Groenland : 204.000 signatures pour racheter la Californie après les adieux au dernier navire

Alors que l'île arctique salue son ultime cargo jusqu'en juin 2026, une pétition satirique défie Trump avec 204.000 signataires

Groenland : 204.000 signatures pour racheter la Californie après les adieux au dernier navire
Navire cargo quittant port groenlandais sous feux d'artifice hiver arctique Nathalie Rousselin / INFO.FR

Le 20 novembre 2025, le Groenland a célébré par un feu d'artifice le départ de son dernier navire de ravitaillement de l'année, marquant le début d'un isolement maritime de sept mois. Cette tradition spectaculaire survient alors qu'une pétition danoise satirique, rassemblant 204.000 signatures, propose de racheter la Californie en réponse aux ambitions territoriales répétées de Donald Trump sur le territoire arctique. Un contraste saisissant entre l'isolement géographique d'une île de 56.000 habitants et sa soudaine centralité géopolitique.

L'essentiel

  • 204.000 personnes ont signé une pétition satirique danoise proposant de racheter la Californie à Trump, en réponse à ses ambitions sur le Groenland
  • Le Groenland célèbre le départ de son dernier navire de ravitaillement par un feu d'artifice, marquant 7 mois d'isolement maritime jusqu'en juin 2026
  • Le Parlement groenlandais a adopté une loi anti-ingérence interdisant les dons étrangers avant les élections du 11 mars 2026
  • Donald Trump réitère depuis fin décembre 2024 sa volonté d'acquérir le territoire arctique pour des raisons de sécurité nationale
  • Le territoire de 56.000 habitants, riche en ressources naturelles, devient un enjeu géopolitique majeur entre États-Unis, Danemark et Chine

À 16h05 précises ce jeudi 20 novembre 2025, quelque part dans les eaux glacées du Groenland, un navire de ravitaillement s’éloigne lentement du port sous une pluie de feux d’artifice. Cette cérémonie d’adieu, devenue tradition dans l’île arctique, marque le début d’une période d’isolement maritime qui durera jusqu’en juin 2026. Aucun cargo ne pourra accoster pendant ces sept mois d’hiver polaire, où la banquise reprend ses droits. Mais cette année, le départ du dernier navire résonne différemment : le Groenland, ce territoire de 56.000 âmes, se retrouve au cœur d’une tempête diplomatique sans précédent.

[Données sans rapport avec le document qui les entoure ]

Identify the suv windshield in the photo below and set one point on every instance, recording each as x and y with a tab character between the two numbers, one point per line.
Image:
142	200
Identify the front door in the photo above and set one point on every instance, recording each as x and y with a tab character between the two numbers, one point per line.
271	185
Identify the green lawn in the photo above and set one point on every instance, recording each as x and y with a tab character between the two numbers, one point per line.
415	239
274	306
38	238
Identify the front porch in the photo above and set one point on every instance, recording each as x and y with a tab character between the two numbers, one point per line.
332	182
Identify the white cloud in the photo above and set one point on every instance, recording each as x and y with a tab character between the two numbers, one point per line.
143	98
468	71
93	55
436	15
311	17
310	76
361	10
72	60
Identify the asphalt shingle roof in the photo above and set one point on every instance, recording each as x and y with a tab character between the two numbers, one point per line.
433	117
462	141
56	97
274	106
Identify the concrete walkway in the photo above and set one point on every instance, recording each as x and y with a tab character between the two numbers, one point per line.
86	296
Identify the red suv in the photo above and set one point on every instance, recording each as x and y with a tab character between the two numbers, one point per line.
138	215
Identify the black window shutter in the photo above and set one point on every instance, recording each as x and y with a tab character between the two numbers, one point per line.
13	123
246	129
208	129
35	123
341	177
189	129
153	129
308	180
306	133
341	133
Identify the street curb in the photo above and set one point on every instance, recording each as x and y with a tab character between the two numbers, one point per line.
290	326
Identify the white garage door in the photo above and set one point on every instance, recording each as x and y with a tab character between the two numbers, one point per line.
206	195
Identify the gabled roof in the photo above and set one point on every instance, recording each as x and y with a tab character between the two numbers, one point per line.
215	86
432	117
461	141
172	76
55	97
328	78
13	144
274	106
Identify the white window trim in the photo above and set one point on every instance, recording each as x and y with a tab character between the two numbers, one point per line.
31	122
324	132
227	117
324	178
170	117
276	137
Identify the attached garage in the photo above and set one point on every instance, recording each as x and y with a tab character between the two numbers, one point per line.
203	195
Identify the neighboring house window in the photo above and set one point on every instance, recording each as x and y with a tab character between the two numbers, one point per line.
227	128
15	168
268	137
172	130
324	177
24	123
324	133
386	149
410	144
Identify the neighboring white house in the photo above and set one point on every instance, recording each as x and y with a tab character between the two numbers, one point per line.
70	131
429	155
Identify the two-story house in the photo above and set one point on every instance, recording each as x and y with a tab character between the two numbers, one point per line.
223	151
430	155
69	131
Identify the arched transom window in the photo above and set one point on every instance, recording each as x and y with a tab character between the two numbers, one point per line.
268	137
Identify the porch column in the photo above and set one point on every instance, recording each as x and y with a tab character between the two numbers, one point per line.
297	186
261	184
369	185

3 chiffres qui résument tout

204.000 personnes ont signé une pétition satirique danoise proposant le rachat de la Californie, selon Europe 1. Ce mercredi peu avant 10h00 GMT, le site denmarkification affichait fièrement ce compteur, avec un objectif affiché d’un demi-million de signatures. Le slogan ? « Måke Califørnia Great Ægain », pastiche assumé du célèbre « Make America Great Again » de Donald Trump.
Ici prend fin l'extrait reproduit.